In the logistics and transport sector, for instance, Nigerian mobility fintech Moove offers vehicle financing integrated into ride-hailing apps and logistics platforms, and the company recently received a significant vote of confidence via a funding injection from Uber. Korridor, a logistics fintech that serves customers across 13 African countries and has developed solutions that help to streamline cross-border logistics, is also innovating rapidly.

Since its inception 14 years ago, Korridor has grown into a one-stop platform for managing all logistic trip-related expenses, offering a range of services from insurance and electronic payments to cash payouts.

Similar trends can be seen in the energy, retail, and healthcare sectors. In Kenya, for example, SunFunder shifted from developing solar energy solutions to providing loans and investment services for solar energy projects, and M-KOPA has evolved into an asset finance company with built-in financing options across its portfolio to enable affordability and ease of access.

Fintech players are taking up different roles across different regions

Fintech activity across Africa varies by region, with emerging markets showing promising growth.
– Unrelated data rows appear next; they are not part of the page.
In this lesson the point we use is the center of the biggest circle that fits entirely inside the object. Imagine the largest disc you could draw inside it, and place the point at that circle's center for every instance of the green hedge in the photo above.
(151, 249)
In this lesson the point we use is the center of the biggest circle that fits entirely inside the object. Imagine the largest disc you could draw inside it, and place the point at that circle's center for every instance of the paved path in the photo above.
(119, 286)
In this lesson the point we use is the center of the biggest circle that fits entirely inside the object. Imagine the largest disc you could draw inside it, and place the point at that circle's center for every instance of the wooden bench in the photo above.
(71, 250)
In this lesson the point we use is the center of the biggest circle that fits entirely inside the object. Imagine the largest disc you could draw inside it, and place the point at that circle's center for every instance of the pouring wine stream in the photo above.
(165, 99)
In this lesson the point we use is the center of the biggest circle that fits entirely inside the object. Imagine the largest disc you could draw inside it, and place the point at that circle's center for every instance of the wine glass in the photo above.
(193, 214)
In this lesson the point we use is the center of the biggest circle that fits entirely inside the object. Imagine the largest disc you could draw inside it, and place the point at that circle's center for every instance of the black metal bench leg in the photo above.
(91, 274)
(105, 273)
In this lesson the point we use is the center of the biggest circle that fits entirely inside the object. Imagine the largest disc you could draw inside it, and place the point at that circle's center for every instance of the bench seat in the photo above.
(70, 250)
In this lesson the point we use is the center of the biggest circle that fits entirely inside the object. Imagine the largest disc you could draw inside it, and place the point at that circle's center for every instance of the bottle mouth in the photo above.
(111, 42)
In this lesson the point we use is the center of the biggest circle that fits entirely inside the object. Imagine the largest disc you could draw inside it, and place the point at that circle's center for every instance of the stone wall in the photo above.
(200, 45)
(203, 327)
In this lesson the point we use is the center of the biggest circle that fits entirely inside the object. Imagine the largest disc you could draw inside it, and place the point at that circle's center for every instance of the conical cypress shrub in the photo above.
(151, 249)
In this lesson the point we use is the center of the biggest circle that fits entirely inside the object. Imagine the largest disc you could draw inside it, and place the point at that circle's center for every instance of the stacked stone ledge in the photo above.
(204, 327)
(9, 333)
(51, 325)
In North Africa, Egypt, and Morocco are advancing payment infrastructure through improved regulations.

West African banks, especially in Nigeria and Ghana, are building fintech divisions, with mobile money surging in Ghana by 63 percent in 2023. East and Southern Africa are seeing deeper bank-fintech partnerships, like Standard Bank’s $11 million investment in Float.

Frontier markets like Angola, Algeria, DRC, and Ethiopia are catching up due to better regulations and rising GDP. Notably, Algeria’s open payment sector and Africell’s partnership with USAID in Angola drive financial inclusion.
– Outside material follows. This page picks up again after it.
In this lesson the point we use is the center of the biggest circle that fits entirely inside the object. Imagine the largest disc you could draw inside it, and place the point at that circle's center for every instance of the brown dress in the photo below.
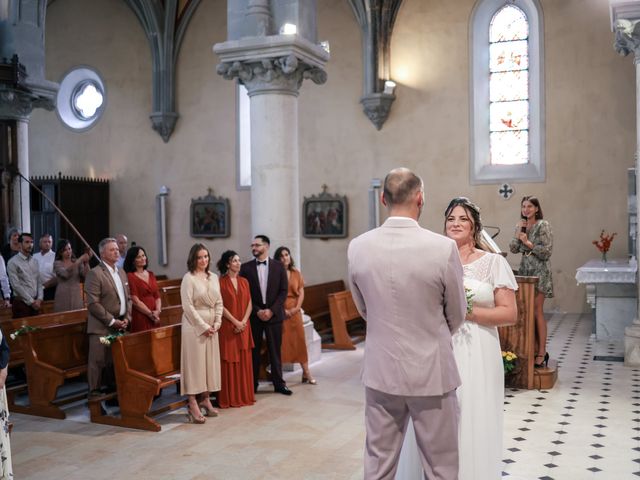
(235, 348)
(294, 346)
(68, 293)
(147, 293)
The African regulatory landscape remains highly fragmented

Regulatory tailwinds across Africa are driving fintech growth by enhancing customer protections, improving financial access, and promoting cross-border trade. Countries like Egypt, Morocco, and Angola are fostering cashless transactions, while Kenya and Nigeria focus on consumer protection and data security.
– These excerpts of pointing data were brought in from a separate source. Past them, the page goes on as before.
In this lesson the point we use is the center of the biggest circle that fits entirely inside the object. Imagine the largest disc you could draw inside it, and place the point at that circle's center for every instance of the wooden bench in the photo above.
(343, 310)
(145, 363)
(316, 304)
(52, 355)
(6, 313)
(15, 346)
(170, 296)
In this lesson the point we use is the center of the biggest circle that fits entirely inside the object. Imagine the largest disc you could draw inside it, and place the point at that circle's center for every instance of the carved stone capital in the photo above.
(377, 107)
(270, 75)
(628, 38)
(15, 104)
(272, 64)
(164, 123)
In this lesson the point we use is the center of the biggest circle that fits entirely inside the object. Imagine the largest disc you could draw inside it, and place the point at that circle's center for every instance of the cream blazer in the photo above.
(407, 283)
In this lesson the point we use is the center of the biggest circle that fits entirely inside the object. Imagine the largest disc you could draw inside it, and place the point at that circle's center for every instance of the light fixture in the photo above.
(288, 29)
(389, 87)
Regional initiatives like AfCFTA and PAPSS aim to simplify cross-border payments and improve interoperability. However, fragmented regulations remain a key challenge, with countries like South Africa, Nigeria, and Ghana tightening licensing and compliance. Localized data protection laws and digital taxation in markets like Kenya and Nigeria further complicate cross-border operations for fintech companies.